Portfolio Stress Testing
The SEC’s proposed reforms include various amendments to enhance the stress testing requirements for MMF portfolios that were adopted as part of the 2010 SEC amendments to Rule 2a-7. For example, under both the floating NAV alternative and the liquidity fees and gates alternative, an MMF would need to stress test its ability to avoid triggering the liquidity threshold employed as part of the liquidity fees and gates alternative. In addition, an MMF (other than a prime institutional MMF under the floating NAV alternative, if adopted) would need to stress test its ability to maintain a stable share price. These stress testing requirements are designed to evaluate the stresses that could lead an MMF to “break the buck” or to have a liquidity issue.

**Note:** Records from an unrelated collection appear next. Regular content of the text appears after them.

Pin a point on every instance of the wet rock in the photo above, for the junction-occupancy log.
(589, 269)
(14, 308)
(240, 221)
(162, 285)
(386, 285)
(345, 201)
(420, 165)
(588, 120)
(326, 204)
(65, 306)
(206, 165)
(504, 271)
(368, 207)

Disclosure and Reporting Requirements
Various additional MMF disclosure and reporting requirements are also included in the proposal, such as:
- disclosure of historic instances of support provided by the MMF sponsor;
- daily website disclosure of both daily and weekly liquid asset levels as well as the fund’s current, market-based NAV;
- disclosure of certain significant events on new Form N-CR including, for example, portfolio security defaults;
- additional reporting on Form PF by advisers that advise a liquidity fund (as defined in Form PF) and manage at least $1 billion in MMF and liquidity fund assets combined, to include information required for MMFs on Form N-MFP; and
- additional reporting on Form N-MFP, to include, for example, the amount of cash and daily and weekly liquid assets the MMF holds.
The SEC’s proposal would provide a conformance period of two years from the effective date of adoption by the SEC for MMFs to comply with the floating NAV alternative. Until the expiration of this two-year period, MMFs could continue to maintain their stable share prices through the use of amortized cost valuation and penny-rounding pricing of their portfolio holdings. The SEC proposed to provide a one-year conformance period from the effective date of adoption by the SEC for MMFs to comply with the liquidity fees and gates alternative. A compliance period of 90 days would apply to any amendments not specifically related to either of the two principal alternative reforms, such as the portfolio diversification, stress testing and new disclosure requirements.